The Kensei is my favorite to date so I am sure it will only get better! My second favorite is PARALLAX (which is not part of the Lawson Vampire Series) but it is still awesome. I would LOVE it if they made PARALLAX into a movie. I heard you have a t.v. show The Fixer (based on the Lawson Vampire Series) in the works that is very cool. I look forward to seeing that!

Good work and I think your writing is brilliant!


----------



## jonfmerz (Mar 30, 2009)

Thanks all!  Very nice to hear you're enjoying the books!  And yes, the TV series is still on-track.  We start shooting within the next month or so.  And THE RIPPER will be out next year from St. Martin's Press.  Good times!    

Have a great day!


----------



## cftodd (Jan 30, 2011)

Sweeeeet! So PUMPED!! By the way, I just have to say your Lawson Pictures all lined up like that really gets my heart racing. They look SOOO good next to each other!!



jonfmerz said:


> Thanks all! Very nice to hear you're enjoying the books! And yes, the TV series is still on-track. We start shooting within the next month or so. And THE RIPPER will be out next year from St. Martin's Press. Good times!
> 
> Have a great day!


----------



## jonfmerz (Mar 30, 2009)

Thanks!  Those were designed by the same graphics guy handling stuff on the TV series.  That's the actor playing Lawson on the cover, so I wanted to start getting his image into people's minds.


----------



## Ann in Arlington (Oct 27, 2008)

Hello again, Jon, and congratulations on your book!

(If you've gotten this welcome before, it's just as a matter of housekeeping. We like to put a copy of the "welcome letter" in each book thread. It doesn't mean you've done anything wrong, it just helps us know that you know the rules.)

A brief recap of our rules follows:

--We invite you to use your book cover as your avatar and have links to your book and website in your signature. Instructions are posted here

--Please bookmark this thread (using your browser's bookmark/favorite function) so you can update it as we ask that authors have only one thread per book and add to it when there is more information. You may start a separate thread for each book (or you may have one thread per series of books, or one thread for all of your books, it's your choice).

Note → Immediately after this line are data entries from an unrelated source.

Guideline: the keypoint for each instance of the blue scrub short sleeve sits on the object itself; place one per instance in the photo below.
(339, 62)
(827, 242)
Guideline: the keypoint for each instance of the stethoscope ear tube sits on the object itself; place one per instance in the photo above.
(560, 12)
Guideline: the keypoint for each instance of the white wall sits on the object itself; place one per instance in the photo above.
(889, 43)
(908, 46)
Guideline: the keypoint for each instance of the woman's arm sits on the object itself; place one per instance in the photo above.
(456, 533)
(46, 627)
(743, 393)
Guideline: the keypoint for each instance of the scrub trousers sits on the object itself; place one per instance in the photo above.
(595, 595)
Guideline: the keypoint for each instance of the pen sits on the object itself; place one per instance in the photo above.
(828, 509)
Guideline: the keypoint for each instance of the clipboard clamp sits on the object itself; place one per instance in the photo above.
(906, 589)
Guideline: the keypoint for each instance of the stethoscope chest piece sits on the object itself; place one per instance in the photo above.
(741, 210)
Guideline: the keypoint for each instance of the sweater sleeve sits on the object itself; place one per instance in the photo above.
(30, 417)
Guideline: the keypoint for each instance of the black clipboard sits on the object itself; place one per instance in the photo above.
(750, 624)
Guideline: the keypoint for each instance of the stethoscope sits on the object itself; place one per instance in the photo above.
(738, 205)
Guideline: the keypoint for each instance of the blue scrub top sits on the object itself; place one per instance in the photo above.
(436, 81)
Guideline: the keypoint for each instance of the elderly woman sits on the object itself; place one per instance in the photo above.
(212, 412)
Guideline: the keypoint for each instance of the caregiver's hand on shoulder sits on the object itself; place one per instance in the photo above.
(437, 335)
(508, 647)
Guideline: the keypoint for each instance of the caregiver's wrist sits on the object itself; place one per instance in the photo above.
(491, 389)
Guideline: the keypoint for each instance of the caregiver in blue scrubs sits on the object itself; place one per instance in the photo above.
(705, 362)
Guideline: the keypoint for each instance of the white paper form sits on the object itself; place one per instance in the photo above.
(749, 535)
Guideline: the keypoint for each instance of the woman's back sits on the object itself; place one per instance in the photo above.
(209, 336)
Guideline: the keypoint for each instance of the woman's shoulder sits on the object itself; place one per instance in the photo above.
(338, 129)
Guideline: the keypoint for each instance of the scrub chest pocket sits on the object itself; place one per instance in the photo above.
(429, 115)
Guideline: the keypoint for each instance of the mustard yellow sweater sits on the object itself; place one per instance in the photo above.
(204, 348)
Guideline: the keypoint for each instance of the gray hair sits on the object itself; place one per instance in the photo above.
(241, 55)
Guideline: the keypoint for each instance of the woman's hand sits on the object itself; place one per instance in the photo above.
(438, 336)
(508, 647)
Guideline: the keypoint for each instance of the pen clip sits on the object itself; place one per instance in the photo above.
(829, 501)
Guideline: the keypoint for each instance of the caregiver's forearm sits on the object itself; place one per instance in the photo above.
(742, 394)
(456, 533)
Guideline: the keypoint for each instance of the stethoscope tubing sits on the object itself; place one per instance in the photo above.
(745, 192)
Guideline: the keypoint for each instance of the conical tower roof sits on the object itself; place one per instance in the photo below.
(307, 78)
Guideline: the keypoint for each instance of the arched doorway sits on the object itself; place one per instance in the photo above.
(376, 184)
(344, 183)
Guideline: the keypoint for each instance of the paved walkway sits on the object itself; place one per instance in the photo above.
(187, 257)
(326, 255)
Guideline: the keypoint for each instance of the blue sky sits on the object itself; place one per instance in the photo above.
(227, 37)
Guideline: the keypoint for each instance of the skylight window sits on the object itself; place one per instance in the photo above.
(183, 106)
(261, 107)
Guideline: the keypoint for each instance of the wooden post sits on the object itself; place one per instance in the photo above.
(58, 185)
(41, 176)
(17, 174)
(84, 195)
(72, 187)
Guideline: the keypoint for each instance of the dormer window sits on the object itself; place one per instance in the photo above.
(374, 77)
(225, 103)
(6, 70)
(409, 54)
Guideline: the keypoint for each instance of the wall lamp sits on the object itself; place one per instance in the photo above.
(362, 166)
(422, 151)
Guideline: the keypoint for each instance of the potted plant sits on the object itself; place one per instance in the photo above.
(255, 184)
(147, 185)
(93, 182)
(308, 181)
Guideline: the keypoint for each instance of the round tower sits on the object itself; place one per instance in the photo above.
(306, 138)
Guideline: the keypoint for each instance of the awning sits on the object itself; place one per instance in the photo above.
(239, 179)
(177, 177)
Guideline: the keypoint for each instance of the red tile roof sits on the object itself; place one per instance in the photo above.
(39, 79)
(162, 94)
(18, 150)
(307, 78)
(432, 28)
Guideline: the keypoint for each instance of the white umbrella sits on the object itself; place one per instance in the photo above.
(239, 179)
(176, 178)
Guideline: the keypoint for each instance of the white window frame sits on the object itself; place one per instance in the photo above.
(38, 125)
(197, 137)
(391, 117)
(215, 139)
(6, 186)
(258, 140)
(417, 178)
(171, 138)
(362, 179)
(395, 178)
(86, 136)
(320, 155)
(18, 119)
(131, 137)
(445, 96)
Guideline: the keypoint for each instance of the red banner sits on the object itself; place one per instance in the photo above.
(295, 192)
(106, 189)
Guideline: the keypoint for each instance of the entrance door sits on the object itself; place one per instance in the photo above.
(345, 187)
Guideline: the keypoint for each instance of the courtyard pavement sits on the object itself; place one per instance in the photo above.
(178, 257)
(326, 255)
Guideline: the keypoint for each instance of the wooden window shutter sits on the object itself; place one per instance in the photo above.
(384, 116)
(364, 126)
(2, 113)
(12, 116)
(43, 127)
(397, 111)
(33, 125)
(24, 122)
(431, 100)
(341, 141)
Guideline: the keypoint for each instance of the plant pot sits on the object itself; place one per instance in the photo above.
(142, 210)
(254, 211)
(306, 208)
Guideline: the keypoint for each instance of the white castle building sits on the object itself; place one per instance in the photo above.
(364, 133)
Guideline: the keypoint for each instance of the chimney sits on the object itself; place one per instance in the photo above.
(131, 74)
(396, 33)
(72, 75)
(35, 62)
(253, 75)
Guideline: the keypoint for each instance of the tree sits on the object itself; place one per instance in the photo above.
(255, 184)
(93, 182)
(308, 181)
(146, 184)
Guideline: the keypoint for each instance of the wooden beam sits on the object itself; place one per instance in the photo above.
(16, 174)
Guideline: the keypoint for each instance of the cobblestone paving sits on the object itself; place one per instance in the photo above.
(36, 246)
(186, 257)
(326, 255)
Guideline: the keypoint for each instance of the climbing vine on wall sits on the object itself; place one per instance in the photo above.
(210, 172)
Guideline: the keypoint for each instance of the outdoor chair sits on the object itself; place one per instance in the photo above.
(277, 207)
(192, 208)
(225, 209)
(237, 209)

--While you may respond to member posts to your thread at any time, you may only bump your thread (back-to-back posts by you) once every seven days. Once you've responded to a member, that resets the clock to zero and you must wait seven days to post, unless another member posts before then.

--We ask that Amazon reviews not be repeated here as they are easy to find at your book link. Also, full reviews from other sites should not be posted here, but you may post a short blurb and a link to the full review instead.

--Although self-promotion is limited to the Book Bazaar, our most successful authors have found the best way to promote their books is to be as active throughout KindleBoards as time allows. This is your target audience--book lovers with Kindles! Please note that putting link information in the body of your posts constitutes self promotion; please leave your links for your profile signature that will automatically appear on each post. For information on more ways to promote here on KindleBoards, be sure to check out this thread:
Authors: KindleBoards Tips & FAQ.

All this, and more, is included in our  Forum Decorum. Be sure to check it from time to time for the current guidelines and rules.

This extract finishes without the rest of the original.